VI - Talent reconnu  > Les "Trois ateliers"

Kickert, au début de l’année, bénéficiant d’un atelier plus spacieux, songea à accueillir sur place, et cette fois-ci contre rémunération, quelques élèves chaque après-midi. Pour le prix de trois cents francs pour six séances, il proposait de leur fournir les bases des différents genres : figure, portrait, paysage, nature morte, composition, et ceci pour la peinture, l’aquarelle ou le dessin. Il avait fait imprimer un programme qui, en dépit de sa présentation élégante, serait resté banal s’il n’avait comporté une énumération des "Principes" sur lesquels se fondait l’Atelier Conrad.

Enoncer ces principes relevait pour lui de la simple honnêteté. Pourtant leur lecture était propre à susciter au mieux l’étonnement, au pire le scandale. C'est avec sérénité qu'il ignorait ou contredisait les idées reçues et la foi commune en matière d’art qu'il voulait ouvert à toutes les recherches et à toutes les expériences. Comment, dans cet état d’esprit, accueillir des propositions telles que : "La Théorie est la science des lois. Elle est traditionnelle et s’enseigne par l’étude des chefs-d’œuvre (visites dans les musées, analyse des reproductions). La Technique est la science des moyens d’expression... Il faut d’abord en montrer les possibilités et mettre ensuite chacun en état de choisir, selon sa personnalité. Cette personnalité (caractère, sensibilité, intelligence) on doit la découvrir, la cultiver, la respecter, et c’est la tâche du maître qui, revenant à la tradition des anciens, travaille au milieu de ses élèves pour en faire des peintres".

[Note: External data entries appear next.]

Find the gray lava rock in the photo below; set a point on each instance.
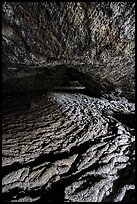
(65, 148)
(95, 40)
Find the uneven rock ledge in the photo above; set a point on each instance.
(68, 147)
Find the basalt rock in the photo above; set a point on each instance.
(95, 40)
(67, 147)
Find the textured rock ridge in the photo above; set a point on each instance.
(70, 146)
(97, 39)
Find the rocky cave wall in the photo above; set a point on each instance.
(68, 145)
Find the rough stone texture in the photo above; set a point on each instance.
(95, 40)
(67, 147)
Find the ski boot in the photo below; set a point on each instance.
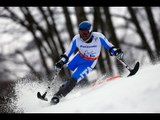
(55, 99)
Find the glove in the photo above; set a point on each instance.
(119, 53)
(59, 64)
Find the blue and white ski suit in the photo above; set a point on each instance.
(86, 58)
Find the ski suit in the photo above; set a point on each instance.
(86, 58)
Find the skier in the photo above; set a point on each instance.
(89, 46)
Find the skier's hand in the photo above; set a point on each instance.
(119, 53)
(59, 65)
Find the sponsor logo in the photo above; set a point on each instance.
(86, 46)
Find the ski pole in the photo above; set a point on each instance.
(132, 71)
(43, 97)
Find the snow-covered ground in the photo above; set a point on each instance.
(136, 94)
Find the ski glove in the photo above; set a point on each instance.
(119, 53)
(61, 62)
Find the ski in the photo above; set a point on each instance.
(134, 70)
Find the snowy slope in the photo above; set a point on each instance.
(136, 94)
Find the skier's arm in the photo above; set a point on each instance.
(65, 57)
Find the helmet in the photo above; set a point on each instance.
(85, 30)
(85, 25)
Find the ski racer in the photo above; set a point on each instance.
(89, 45)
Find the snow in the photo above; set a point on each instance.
(136, 94)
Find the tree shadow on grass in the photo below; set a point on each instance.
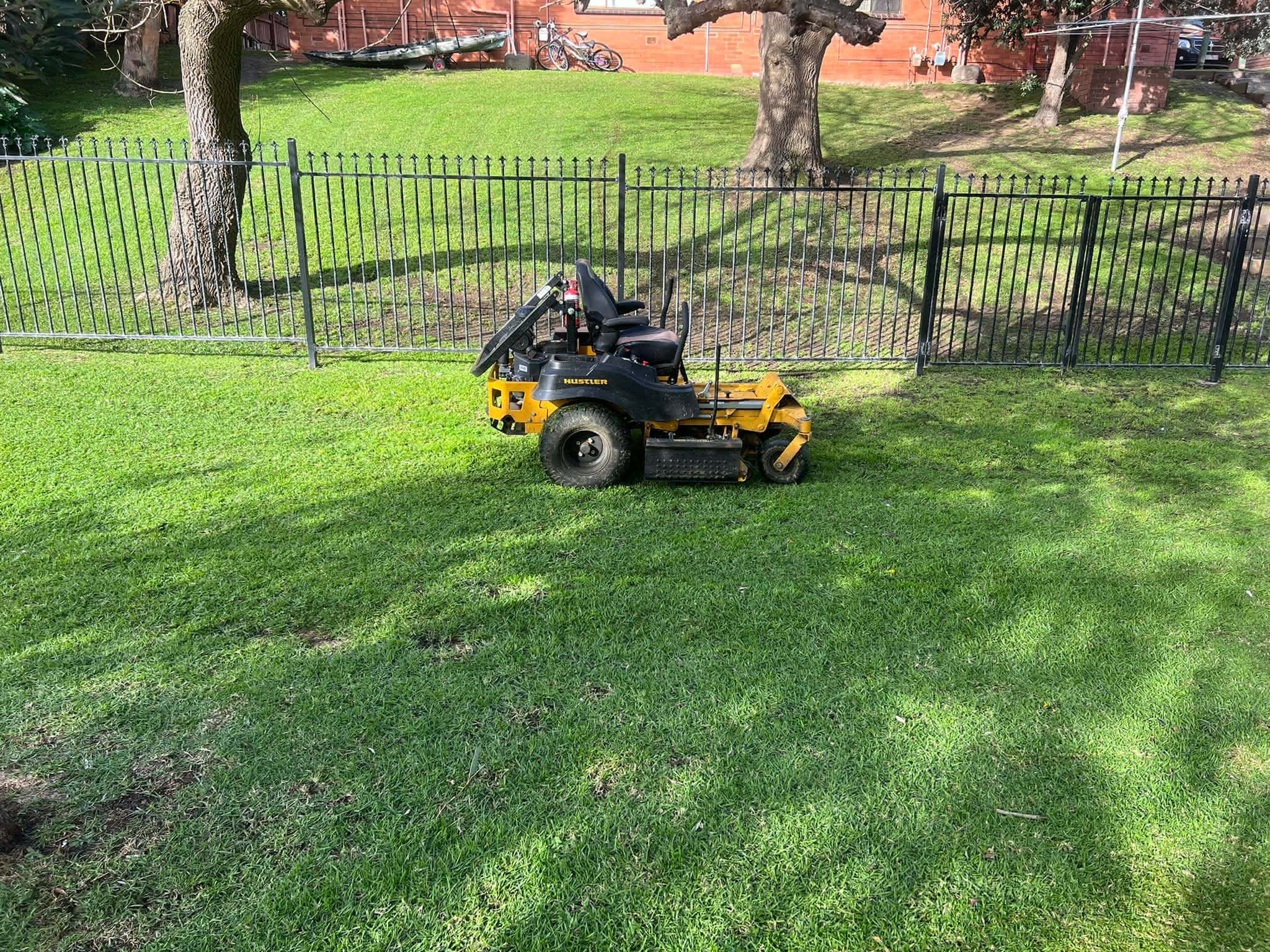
(729, 716)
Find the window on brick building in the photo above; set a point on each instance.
(624, 6)
(883, 8)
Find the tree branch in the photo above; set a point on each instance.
(842, 18)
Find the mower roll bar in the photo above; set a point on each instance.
(685, 325)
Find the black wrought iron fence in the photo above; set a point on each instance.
(391, 253)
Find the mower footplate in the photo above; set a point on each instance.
(682, 460)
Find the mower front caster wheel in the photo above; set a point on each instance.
(770, 452)
(586, 446)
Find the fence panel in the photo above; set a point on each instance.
(435, 253)
(1157, 272)
(87, 252)
(1008, 268)
(799, 267)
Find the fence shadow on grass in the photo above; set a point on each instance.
(761, 714)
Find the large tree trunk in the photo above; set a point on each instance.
(202, 235)
(140, 65)
(788, 133)
(1061, 68)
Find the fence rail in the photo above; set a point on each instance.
(368, 252)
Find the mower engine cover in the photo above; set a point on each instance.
(517, 334)
(629, 386)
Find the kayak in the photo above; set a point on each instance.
(438, 50)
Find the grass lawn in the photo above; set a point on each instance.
(321, 662)
(690, 121)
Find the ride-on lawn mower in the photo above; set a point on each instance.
(609, 371)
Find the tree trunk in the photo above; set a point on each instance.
(140, 66)
(788, 133)
(202, 235)
(1061, 68)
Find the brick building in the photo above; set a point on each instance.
(907, 52)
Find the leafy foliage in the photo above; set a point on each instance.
(40, 38)
(1009, 22)
(18, 120)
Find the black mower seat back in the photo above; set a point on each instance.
(600, 305)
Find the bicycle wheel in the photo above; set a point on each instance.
(553, 58)
(605, 59)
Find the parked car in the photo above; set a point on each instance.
(1191, 43)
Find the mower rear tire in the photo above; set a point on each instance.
(586, 446)
(770, 452)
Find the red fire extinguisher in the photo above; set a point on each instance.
(572, 305)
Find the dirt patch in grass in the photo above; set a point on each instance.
(140, 811)
(316, 638)
(25, 803)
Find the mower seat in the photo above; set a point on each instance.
(654, 346)
(598, 302)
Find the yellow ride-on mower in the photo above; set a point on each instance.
(609, 372)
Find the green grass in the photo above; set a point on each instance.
(689, 121)
(389, 281)
(318, 660)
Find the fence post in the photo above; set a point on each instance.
(1236, 250)
(621, 224)
(1081, 281)
(934, 260)
(303, 250)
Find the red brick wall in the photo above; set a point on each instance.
(729, 47)
(1101, 88)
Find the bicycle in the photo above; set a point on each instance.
(559, 48)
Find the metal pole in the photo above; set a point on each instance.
(303, 250)
(621, 224)
(1237, 250)
(1128, 87)
(1082, 262)
(934, 259)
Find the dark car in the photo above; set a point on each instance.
(1192, 42)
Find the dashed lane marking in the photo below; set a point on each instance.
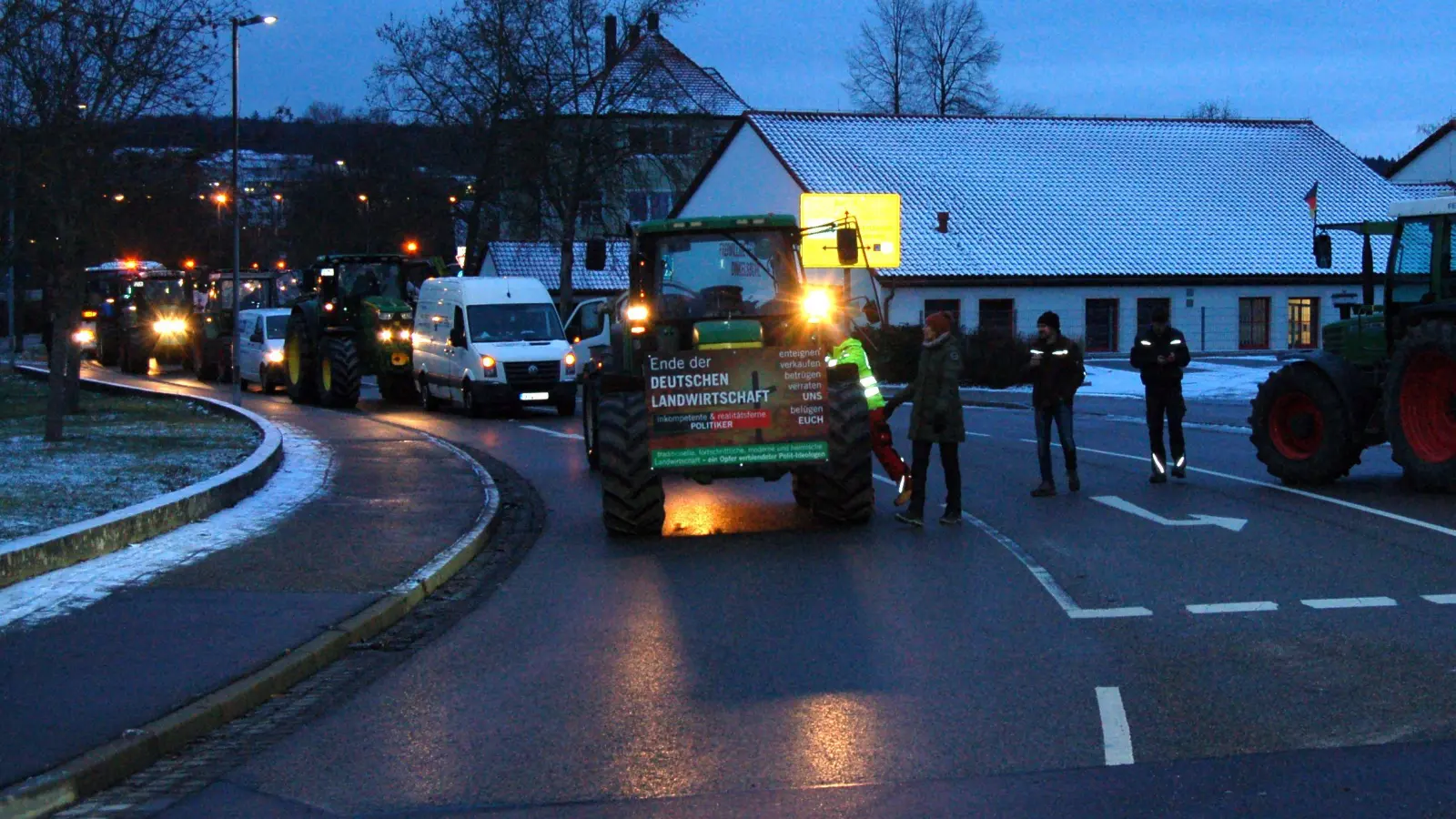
(1043, 576)
(1117, 734)
(1350, 603)
(1232, 608)
(553, 433)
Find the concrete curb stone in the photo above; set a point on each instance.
(85, 540)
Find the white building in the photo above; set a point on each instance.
(1097, 219)
(1431, 167)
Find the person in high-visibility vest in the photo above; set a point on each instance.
(881, 442)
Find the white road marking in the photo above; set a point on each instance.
(1230, 523)
(306, 471)
(1041, 574)
(1117, 736)
(553, 433)
(1350, 603)
(1232, 608)
(1290, 490)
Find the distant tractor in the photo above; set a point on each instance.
(354, 319)
(142, 310)
(1387, 372)
(717, 368)
(261, 290)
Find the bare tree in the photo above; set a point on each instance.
(881, 65)
(1213, 109)
(80, 70)
(956, 56)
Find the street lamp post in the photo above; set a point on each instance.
(238, 216)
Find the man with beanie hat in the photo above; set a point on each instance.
(1161, 353)
(1056, 373)
(935, 420)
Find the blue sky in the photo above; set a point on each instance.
(1366, 72)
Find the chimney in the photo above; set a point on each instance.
(612, 40)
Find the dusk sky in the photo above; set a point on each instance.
(1369, 73)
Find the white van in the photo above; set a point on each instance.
(259, 347)
(492, 343)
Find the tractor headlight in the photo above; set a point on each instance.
(817, 305)
(169, 327)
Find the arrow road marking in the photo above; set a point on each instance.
(1230, 523)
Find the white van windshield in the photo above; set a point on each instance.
(513, 322)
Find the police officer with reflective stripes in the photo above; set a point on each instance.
(1161, 353)
(851, 351)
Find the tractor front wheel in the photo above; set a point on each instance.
(632, 500)
(1302, 429)
(1420, 405)
(844, 486)
(298, 358)
(339, 373)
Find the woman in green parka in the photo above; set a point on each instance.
(935, 420)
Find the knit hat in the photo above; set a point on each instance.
(939, 322)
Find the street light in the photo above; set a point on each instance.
(238, 225)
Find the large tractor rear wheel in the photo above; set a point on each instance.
(398, 388)
(1420, 405)
(844, 486)
(1302, 429)
(632, 500)
(339, 373)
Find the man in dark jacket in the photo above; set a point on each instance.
(1056, 373)
(936, 419)
(1161, 353)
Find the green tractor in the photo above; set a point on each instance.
(1387, 372)
(354, 318)
(717, 368)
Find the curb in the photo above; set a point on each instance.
(138, 748)
(85, 540)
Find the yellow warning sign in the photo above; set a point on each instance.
(877, 217)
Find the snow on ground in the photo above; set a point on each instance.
(303, 475)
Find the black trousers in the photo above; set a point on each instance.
(1165, 401)
(921, 467)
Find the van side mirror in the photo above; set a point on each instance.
(1324, 252)
(848, 245)
(596, 254)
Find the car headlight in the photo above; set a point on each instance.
(817, 305)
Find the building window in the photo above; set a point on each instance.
(997, 317)
(1303, 324)
(1254, 324)
(1101, 334)
(1147, 307)
(945, 307)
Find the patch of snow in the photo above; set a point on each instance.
(306, 472)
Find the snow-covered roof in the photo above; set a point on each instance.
(655, 77)
(542, 263)
(1426, 189)
(1033, 197)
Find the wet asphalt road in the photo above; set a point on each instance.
(1045, 658)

Kickert, au début de 1931, s’il ne connut pas de tels sarcasmes, n’enregistra pas non plus beaucoup d’élèves. Quelques mois après, il fut approché par Osterlind et Oberkampf de Dabrun qui souhaitaient constituer avec son concours, une Ecole technique de la peinture. Elle serait nommée les Trois ateliers, serait établie sur deux étages dans un vaste local sis au numéro 7 de la rue Boissonade où avait auparavant travaillé un artiste en vitrail qui habitait encore dans l’immeuble, car il en était le propriétaire. Une adresse bien commode pour Conrad, installé au 18 de la même rue. Le prix envisagé pour les cours était modéré, très inférieur à celui que demandait Kickert chez lui. Des conditions d’enseignement bien différentes expliquaient cet écart. Ce point échappa à Conrad à l’origine. Il s’attacha à faire inscrire dans une brochure de présentation de la nouvelle école (1), ce qu’il avait nommé "Principes" et qui, enrichi, devint "Aphorismes", placés en introduction. Mais un peu plus loin, ses deux collègues, dans la page "Organisation", avaient prévu un dispositif qui ne s’inspirait nullement des "Aphorismes". Les heures des cours (de neuf heures à midi ; de quatorze heures à dix-sept heures) se trouvaient relativisées par la mention : "Un foyer-bibliothèque est à la disposition des artistes pendant les heures des cours". Au surplus, rien n’indiquait que les professeurs eussent à donner ces cours, ni même à y assister, et leur liberté dans ce domaine se trouvait renforcée puisqu’une obligation de présence leur était prescrite dans la même page, mais pour une durée bien plus courte :

Heures de corrections des professeurs :
Conrad Kickert : le lundi à 11 heures et le samedi à 16 heures
Oberkampf de Dabrun : le jeudi à 11 heures et le mardi à 16 heures
Osterlind : le mercredi à 11 heures et le vendredi à 16 heures
Ici aussi une note en bas de page adoucissait l’obligation, du moins celle des élèves : "Les corrections ne sont données aux artistes que s’ils ont exprimé le désir d’être élève de l’un ou de plusieurs des professeurs".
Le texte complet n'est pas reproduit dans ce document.